Ile aux Cygnes: Die unbekannteste der drei Pariser Seine-Inseln, die schmale »Schwaneninsel«, 890 Meter lang und nur bis zu elf Meter breit, liegt wie festgezurrt zwischen dem Pont de Grenelle und dem Pont de Bir-Hakeim. Anders als ihre bebauten Schwestern Ile de la Cité und Ile Saint-Louis wurde sie künstlich aufgeschüttet – seit 1827 diente die Ile aux Cygnes als Schutz für den Flusshafen und erleichterte den Bau von Tragpfeilern für den Pont de Grenelle. Ihren Namen verdankt sie einer verschwundenen Insel weiter flussaufwärts, die Ende des 18. Jahrhunderts mit dem Champ de Mars verbunden wurde. Dort hatte König Ludwig XIV. tatsächlich 40 Schwäne angesiedelt, ein Geschenk Dänemarks. Zu Beginn der 1930-er Jahre schlug der Architekt André Lurçat vor, die Insel als »Aéroparis« zu einer Flugpiste umzugestalten – mit der Landebahn oberhalb der drei Brücken und darunter Passagierabfertigung, Garagen, Büros. Das blieb Paris erspart, und so zieht sich heute eine Allee längs über die Insel und verlockt zu einer hübschen Promenade oder zu einer Pause im Schatten der mächtigen Pappeln, Kastanien, Linden, Weiden und Ahorn-Bäume, auf einer Bank mit Blick aufs Wasser. In einem der schönsten Romane von Patrick Modiano, »Im Café der verlorenen Jugend«, spazieren mit Louki und Roland zwei seiner Figuren nachts über die Allée des Cygnes, links und rechts von ihnen die Seine und die Lichter der Quais, mit dem Gefühl »auf dem Promenadendeck eines Schiffes zu sein«. Auch die Insel war schon Schauplatz im Film, etwa in »Frantic«. Ein Stück weiter flussabwärts gehören die Ile Saint-Germain und die Ile Seguin zu den Pariser Vororten Issy-les-Moulineaux und Boulogne-Billancourt.

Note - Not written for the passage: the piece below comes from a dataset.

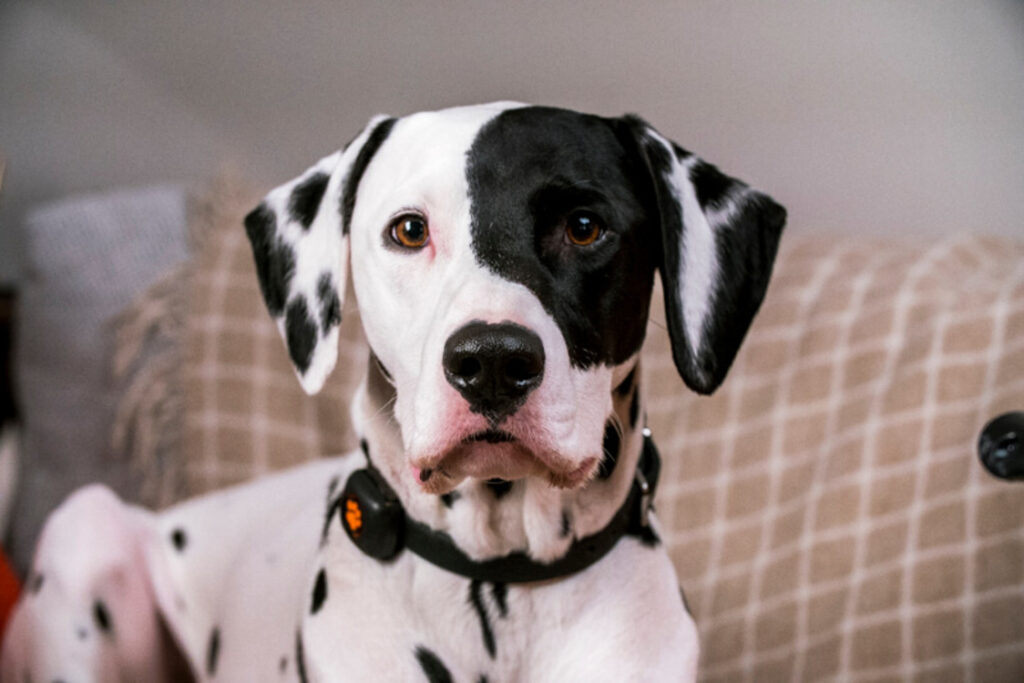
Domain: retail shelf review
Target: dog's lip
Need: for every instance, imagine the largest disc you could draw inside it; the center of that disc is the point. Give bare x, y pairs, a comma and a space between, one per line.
493, 454
491, 436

Freiheitsstatue: Heute ist die Insel vor allem deswegen bekannt, weil an ihrer flussabwärts gelegenen Spitze die Statue de la Liberté gen Südwesten und Vereinigte Staaten blickt. Die im Maßstab 1:4 verkleinerte Ausgabe des Originals in New York wurde der Stadt von der amerikanischen Gemeinde in Paris geschenkt und anlässlich der Weltausstellung 1889 aufgestellt. Bei einer weiteren Weltausstellung im Jahr 1937 wurde die Bronzestatue in ihre heutige Richtung gedreht. Zuvor hatte sie dem Elyséepalast nicht den Rücken zuwenden sollen, doch ihr Schöpfer, Bildhauer Bartholdi, hatte sich beschwert. Alte Fotos zeigen, dass die Insel neben dem Champ de Mars und dem Chaillot-Hügel für die Exposition Internationale einbezogen und komplett bebaut wurde – sie fungierte als »Centre des colonies« und war unter anderem Standort der Pavillons von Marokko und Algerien. Hier am Ende der Allee, die über die ganze Insel führt, überquert der Pont de Grenelle die Seine. Unübersehbar liegt am rechten Seine-Ufer die Maison de la Radio, ein Rundbau aus den 1960er-Jahren, der neben Büros, Aufnahme- und Sendestudios auch Konzertsäle beherbergt – etwa das Studio 104, trotz seines Namens der große Saal, in dem während des Lockdowns stattfindenden Konzerte wie etwa von Melody Gardot. Sehenswert ist die 2013 erschienene Dokumentation »La Maison de la Radio« des französischen Regisseurs Nicolas Philibert, in der er die Arbeit der Menschen im Gebäude und dessen besondere Architektur vorstellt.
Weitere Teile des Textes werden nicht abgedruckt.